El dragón aguarda en el corral. Contempla, impaciente, los preparativos. Los oderios han pasado la mañana adornándose con plumas y diademas. Esparcieron pétalos y semillas para marcar la huella hasta la costa; sacrificaron una yunta de venados, cocinaron yuca y maíz. Después de la ceremonia habrá festejos. Cuando el sol está encima de las montañas, y mientras duren las brasas del incienso que alumbra el interior del templo, es propicio celebrar.

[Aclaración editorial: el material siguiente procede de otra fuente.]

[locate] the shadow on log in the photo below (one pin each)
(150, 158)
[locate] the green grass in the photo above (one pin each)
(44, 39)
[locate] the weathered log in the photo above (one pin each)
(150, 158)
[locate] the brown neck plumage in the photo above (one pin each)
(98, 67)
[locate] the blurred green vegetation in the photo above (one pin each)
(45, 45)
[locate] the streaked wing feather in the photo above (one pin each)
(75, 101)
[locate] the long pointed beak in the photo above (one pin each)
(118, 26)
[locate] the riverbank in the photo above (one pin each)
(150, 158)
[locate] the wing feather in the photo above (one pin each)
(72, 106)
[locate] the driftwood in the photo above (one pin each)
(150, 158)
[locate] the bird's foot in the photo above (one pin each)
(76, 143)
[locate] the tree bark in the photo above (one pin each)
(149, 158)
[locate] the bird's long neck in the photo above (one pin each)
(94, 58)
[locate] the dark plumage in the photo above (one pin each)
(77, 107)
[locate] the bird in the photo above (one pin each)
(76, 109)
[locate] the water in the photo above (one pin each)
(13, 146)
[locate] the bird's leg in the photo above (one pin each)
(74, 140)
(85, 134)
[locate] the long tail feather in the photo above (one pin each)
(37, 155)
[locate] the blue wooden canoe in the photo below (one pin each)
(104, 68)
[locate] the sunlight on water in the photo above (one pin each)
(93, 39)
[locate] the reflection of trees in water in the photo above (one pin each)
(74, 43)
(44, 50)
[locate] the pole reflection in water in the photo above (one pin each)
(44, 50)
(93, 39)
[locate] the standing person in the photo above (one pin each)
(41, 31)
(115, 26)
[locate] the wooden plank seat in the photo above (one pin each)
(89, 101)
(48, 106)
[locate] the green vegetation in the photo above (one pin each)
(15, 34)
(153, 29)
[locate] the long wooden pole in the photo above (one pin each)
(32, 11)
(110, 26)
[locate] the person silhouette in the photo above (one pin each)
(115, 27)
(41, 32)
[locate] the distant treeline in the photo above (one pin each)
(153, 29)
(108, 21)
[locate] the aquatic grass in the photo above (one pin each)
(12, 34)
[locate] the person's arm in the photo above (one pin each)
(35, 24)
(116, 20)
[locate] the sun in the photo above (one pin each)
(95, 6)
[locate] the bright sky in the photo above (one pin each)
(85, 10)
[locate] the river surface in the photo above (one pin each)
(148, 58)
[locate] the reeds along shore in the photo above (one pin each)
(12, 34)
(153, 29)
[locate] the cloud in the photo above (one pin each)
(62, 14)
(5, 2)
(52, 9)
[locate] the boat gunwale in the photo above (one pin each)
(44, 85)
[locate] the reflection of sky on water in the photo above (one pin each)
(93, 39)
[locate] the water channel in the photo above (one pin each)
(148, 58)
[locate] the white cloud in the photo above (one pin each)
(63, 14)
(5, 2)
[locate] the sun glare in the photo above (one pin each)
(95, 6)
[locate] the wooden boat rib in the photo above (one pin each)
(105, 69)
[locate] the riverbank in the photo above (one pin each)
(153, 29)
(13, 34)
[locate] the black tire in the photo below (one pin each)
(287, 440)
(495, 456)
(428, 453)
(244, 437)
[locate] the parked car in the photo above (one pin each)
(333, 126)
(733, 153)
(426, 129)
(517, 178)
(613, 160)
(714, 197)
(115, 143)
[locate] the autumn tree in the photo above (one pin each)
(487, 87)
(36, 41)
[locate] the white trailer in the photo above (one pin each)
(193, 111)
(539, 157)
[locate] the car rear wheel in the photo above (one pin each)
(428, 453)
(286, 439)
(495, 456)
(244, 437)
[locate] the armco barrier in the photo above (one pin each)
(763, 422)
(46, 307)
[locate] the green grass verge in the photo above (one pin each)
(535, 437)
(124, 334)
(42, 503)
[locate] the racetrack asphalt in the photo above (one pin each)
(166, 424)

El dragón se deja llevar, seducido por las vibraciones de la música. Mientras avanzan hacia la playa van cantando al ritmo de tambores: Otaja mem lienyu chumá / Otaja mem / Owate chimá Junto al templo los espera el oderio más viejo, el que sabe el ritual de memoria. Él indica que se tomen de las manos y rodeen al dragón, formando un círculo. El dragón espera, echado sobre la arena a que el viejo le cuelgue un collar de alambres dorados que los mayores han engarzado con corales negros. Luego lo coronan con plumas de águila y flores de amaranto y van frotándole aceites en el pecho. Tan suaves son las manos que debe contener la cosquilla… Ahora es tiempo de sumergirse y nadar, explica el viejo oderio. Para que el agua te reconozca y te proteja. El dragón obedece y se zambulle en el mar con el apetito de un pájaro que ha visto una presa bajo el agua. El oderio más viejo es el único que embarca tras él. Es un buen navegante. Va murmurando un rezo mientras las olas zangolotean al chinchorro como si el mar no perdonara su liviandad.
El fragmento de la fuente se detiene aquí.